The need for thermal-neutral control variables in therapeutic modality research is self-evident. In order for a substance to be thermal neutral, it must be the same temperature as the body part to which it is applied. This was not the case in our experiments.
Regardless of container type or insulation, water in an open container will not equilibrate to room temperature because evaporation removes thermal energy from the water. The tendency for water molecules to arrange themselves through hydrogen binding is outweighed by the energetic push for randomness at room temperature. 11 The energy generated through the breaking of the hydrogen bonds—44 kJ/mol 11—results in water evaporation. Preventing evaporation by closing the container, whether or not the container is insulated, will allow it to equilibrate with room temperature. Because water in an open container will not equilibrate with room temperature, it is incorrect to refer to this water as being at room temperature.
Our initial question was why tap water left for up to 30 days in a room did not equilibrate to room temperature. The answer to that led to our questioning the thermal neutrality of other control substances. Researchers trying to determine the effect of a modality on temperature change or afferent sensory stimulus must have a control that will not itself change the temperature of the body. As demonstrated by the hydrocollator pack, kitty litter, and ultrasound gel experiments, this becomes a matter of appropriate terminology: are thermal neutral and room temperature synonymous?
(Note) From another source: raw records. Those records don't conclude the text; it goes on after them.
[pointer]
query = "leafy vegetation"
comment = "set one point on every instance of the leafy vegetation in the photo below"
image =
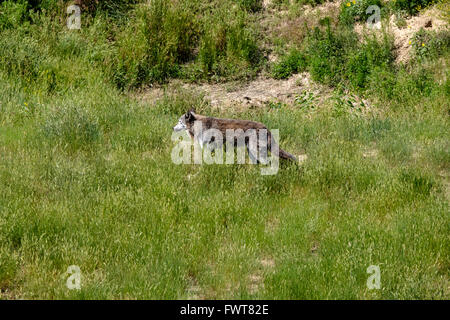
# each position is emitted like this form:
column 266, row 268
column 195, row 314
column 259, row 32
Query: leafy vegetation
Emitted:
column 87, row 177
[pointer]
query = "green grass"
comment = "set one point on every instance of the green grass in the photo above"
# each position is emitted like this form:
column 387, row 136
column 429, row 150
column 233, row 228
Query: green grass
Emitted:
column 87, row 180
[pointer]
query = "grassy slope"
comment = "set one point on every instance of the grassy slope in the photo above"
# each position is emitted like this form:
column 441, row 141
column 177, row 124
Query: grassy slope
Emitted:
column 87, row 180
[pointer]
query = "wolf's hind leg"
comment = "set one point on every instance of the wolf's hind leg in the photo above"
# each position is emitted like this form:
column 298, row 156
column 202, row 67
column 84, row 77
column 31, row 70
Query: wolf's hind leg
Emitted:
column 253, row 154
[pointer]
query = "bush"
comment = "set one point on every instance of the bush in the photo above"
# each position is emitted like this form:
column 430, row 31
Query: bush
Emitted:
column 411, row 6
column 228, row 48
column 372, row 54
column 327, row 52
column 295, row 61
column 251, row 5
column 355, row 10
column 164, row 36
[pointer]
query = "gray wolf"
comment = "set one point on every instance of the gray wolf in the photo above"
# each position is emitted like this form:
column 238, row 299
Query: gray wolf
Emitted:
column 236, row 133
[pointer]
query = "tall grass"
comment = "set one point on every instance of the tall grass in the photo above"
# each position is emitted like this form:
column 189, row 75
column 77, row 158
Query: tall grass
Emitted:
column 87, row 179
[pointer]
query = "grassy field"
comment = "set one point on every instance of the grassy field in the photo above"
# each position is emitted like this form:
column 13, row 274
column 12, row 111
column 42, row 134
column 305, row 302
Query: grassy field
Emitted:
column 86, row 176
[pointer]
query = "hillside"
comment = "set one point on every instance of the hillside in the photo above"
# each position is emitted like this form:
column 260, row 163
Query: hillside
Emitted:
column 87, row 179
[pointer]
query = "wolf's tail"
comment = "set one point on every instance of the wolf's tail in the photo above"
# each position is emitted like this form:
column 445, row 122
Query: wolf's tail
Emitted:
column 281, row 153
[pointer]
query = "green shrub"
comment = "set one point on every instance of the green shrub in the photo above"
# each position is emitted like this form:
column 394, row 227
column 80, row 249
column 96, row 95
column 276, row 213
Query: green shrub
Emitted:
column 411, row 6
column 251, row 5
column 370, row 55
column 355, row 10
column 327, row 51
column 164, row 36
column 295, row 61
column 12, row 14
column 228, row 48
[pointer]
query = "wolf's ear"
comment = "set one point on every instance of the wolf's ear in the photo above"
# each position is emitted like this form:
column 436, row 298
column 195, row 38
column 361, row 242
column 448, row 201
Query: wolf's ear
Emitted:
column 190, row 116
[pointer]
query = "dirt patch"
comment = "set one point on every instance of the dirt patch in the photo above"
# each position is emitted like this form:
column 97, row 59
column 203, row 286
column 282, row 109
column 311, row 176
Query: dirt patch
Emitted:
column 428, row 19
column 256, row 93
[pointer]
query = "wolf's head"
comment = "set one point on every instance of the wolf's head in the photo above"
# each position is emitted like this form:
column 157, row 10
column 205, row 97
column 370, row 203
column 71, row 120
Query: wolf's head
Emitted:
column 186, row 121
The hydrocollator pack, kitty litter, and ultrasound gel applied at room temperature withdrew heat from the body and, therefore, were not true controls (ie, thermal neutral). This finding is evidenced by the increase in hydrocollator pack and kitty litter interface temperatures and the decrease in ultrasound gel interface temperature. To control for the results observed, these substances must be near the same temperature as the skin to which they are applied. Skin temperature varies by individual and body part, so the temperature of the control variable must vary also. It is appropriate to refer to these control variables as being room temperature; each variable differed minimally from the room temperature. However, the only time a control variable and room temperature should be considered thermal neutral with the skin is if they are the same temperature as the skin, approximately 33°C. 12
Water temperature plateau below room temperature occurs when heat is allowed to dissipate through evaporation. Sealing the container allows the water to reach room temperature. Additionally, it is not appropriate to use the terms thermal neutral and room temperature interchangeably. Control variables at room temperature withdrew heat from the skin and, therefore, were not thermal neutral, as demonstrated by experiments 3, 4, and 5. We propose skin temperature and thermal neutral as synonymous terms, but additional experiments need to be conducted to determine if this is indeed the case. Additional research also is needed to determine if control variables at room and skin temperatures have any effect on the outcomes of a sensory perception study.